Un Juke-box vivant idéal pour le dance-floor

On savait donc parfaitement à quoi s’attendre et c’est donc sans surprise que d’emblée les gradins de pierre se sont enflammés au son d’un long medley d’ouverture où s’enchaînent pour quelques refrains qui font tilt, Le Freak évidemment, Everybody dance bien de circonstance, I want your Love et son gimmick cuivré où la trompette vient chorusser en front-line. Mais si bien entendu les titres de Chic sont présents et disséminés dans la set-list, le répertoire est tout à la gloire -légitime- de Nile Rodgers, hommage à son parcours, ses rencontres, ses compositions, déroulé tel un CV mirifique et agrémenté de projections photos sur l’écran de fond de scène. En noir et blanc ou en couleurs sépia, souvenirs de studio avec tout le gratin qui a défilé pour bénéficier de la griffe intemporelle du guitariste et générer des records de distinctions et de ventes. Comme Diana Ross, dont voilà successivement I’m Coming Out avec un solo de sax accrocheur puis l’irrésistible Upside Down où comme à l’habitude les vocalises des deux choristes, et notamment Kimberly Davis, assurent à fond.

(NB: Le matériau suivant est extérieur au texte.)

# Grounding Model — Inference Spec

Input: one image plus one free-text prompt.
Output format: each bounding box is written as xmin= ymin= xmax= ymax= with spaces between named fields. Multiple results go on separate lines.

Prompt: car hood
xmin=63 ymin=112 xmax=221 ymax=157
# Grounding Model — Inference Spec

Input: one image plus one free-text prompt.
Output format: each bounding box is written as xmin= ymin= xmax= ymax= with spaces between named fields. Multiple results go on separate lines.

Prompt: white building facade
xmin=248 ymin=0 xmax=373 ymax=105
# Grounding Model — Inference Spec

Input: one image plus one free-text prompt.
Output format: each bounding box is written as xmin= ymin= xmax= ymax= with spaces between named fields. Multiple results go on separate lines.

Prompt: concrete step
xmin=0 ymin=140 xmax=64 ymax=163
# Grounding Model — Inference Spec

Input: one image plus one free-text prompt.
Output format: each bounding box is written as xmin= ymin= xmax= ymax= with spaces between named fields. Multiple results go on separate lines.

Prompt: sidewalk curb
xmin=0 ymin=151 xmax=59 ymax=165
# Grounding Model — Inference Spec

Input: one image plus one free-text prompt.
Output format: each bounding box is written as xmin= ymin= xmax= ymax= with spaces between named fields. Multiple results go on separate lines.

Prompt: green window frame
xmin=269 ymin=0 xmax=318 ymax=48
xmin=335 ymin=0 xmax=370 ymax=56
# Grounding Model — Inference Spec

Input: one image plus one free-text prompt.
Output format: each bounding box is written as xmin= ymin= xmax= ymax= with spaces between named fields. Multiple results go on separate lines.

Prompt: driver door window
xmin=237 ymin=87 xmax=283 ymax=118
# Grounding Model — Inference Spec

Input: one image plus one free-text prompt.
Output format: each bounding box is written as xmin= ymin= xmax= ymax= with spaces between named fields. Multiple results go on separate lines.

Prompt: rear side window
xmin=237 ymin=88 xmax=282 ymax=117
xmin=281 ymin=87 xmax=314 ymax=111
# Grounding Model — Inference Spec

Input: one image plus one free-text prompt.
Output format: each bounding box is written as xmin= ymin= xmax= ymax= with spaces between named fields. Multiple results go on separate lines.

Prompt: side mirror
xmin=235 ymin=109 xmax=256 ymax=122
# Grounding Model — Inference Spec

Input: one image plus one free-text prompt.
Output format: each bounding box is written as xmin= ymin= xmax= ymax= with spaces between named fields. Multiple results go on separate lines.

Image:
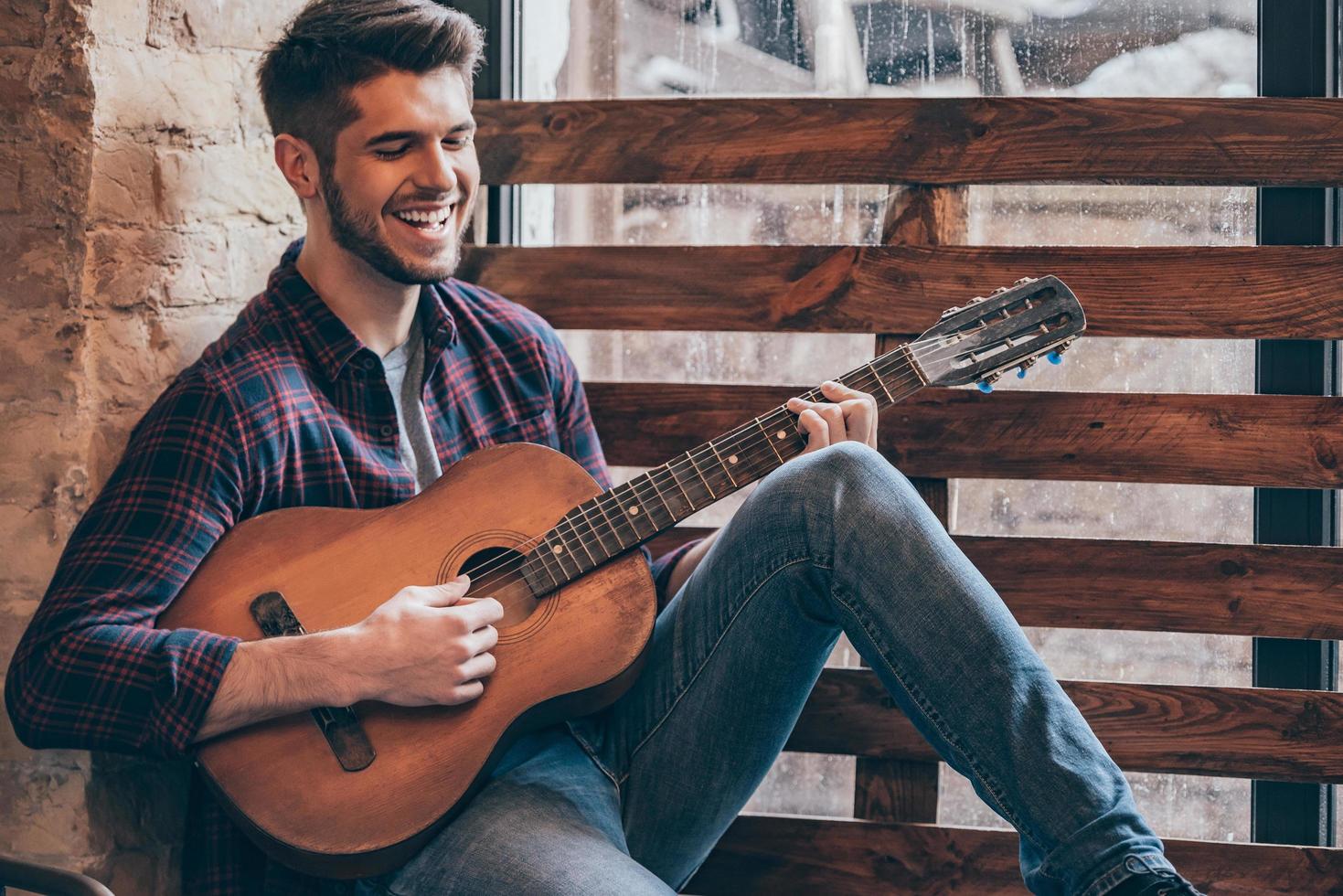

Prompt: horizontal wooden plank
xmin=458 ymin=246 xmax=1343 ymax=338
xmin=788 ymin=669 xmax=1343 ymax=784
xmin=685 ymin=816 xmax=1343 ymax=896
xmin=649 ymin=527 xmax=1343 ymax=639
xmin=474 ymin=97 xmax=1343 ymax=187
xmin=585 ymin=381 xmax=1343 ymax=489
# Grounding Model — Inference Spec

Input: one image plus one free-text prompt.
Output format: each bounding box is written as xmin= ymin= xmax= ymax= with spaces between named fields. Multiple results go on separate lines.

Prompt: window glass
xmin=521 ymin=0 xmax=1257 ymax=839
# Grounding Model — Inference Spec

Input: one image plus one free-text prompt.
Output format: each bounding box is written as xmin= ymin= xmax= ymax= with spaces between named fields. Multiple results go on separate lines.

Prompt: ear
xmin=275 ymin=134 xmax=320 ymax=198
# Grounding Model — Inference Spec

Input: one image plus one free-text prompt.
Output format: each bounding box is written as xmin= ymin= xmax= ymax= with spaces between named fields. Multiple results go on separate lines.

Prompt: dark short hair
xmin=257 ymin=0 xmax=485 ymax=168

La fête est fraternelle et déjà plus joyeuse qu’au discours politique que nous ont obligatoirement assené deux syndicalistes  «représentants de la culture et du spectacle» en préambule, entre copieuses huées et réactivité des applaudissements, qui en dit long sur la fracture grande ouverte entre deux pôles sociologiques à quelques jours d’un scrutin inédit. A se demander si le mega hit de Sister Sledge qui suit, l’infernal We are Family n’est pas qu’une douce illusion bien utopique…

It’s only fun

Mais on est là avant tout pour le fun, et ce n’est pas la petite averse qui a  crachoté vers 23h qui fera retomber l’ambiance développée par ce véritable juke-box vivant. Car Nile Rodgers c’est encore Like a Virgin et Material Girl de Madonna , avant quelques couplets de Bowie très bien interprétés par le pianiste… Un zest de Beyoncé, et voilà l’acmé du dance-floor avec Get Lucky des Daft-Punk. L’occasion pour le leader, qui s’épanche beaucoup et un peu trop longuement au micro ce soir, de dire combien leur séparation lui a brisé le cœur. Si parler lui permet de souffler, le groove reprend de plus belle, toujours avec Sister Sledge, puis le Notorious de Duran Duran avec le gros slap du bassiste Jerry Barnes. Sur fond de projections colorées très psyché et seventies, c’est encore Spacer de Sheila & B. Devotion, avant que la plupart des derniers morceaux du show -très à l’américaine- soit dévolus comme à l’entame à Chic, avec Dancing, Chic Cheer, My Forbidden Lover. A l’exception de Let’s Dance de Bowie qui vient précéder un Good Times de rigueur et longuement étiré pour finir en beauté.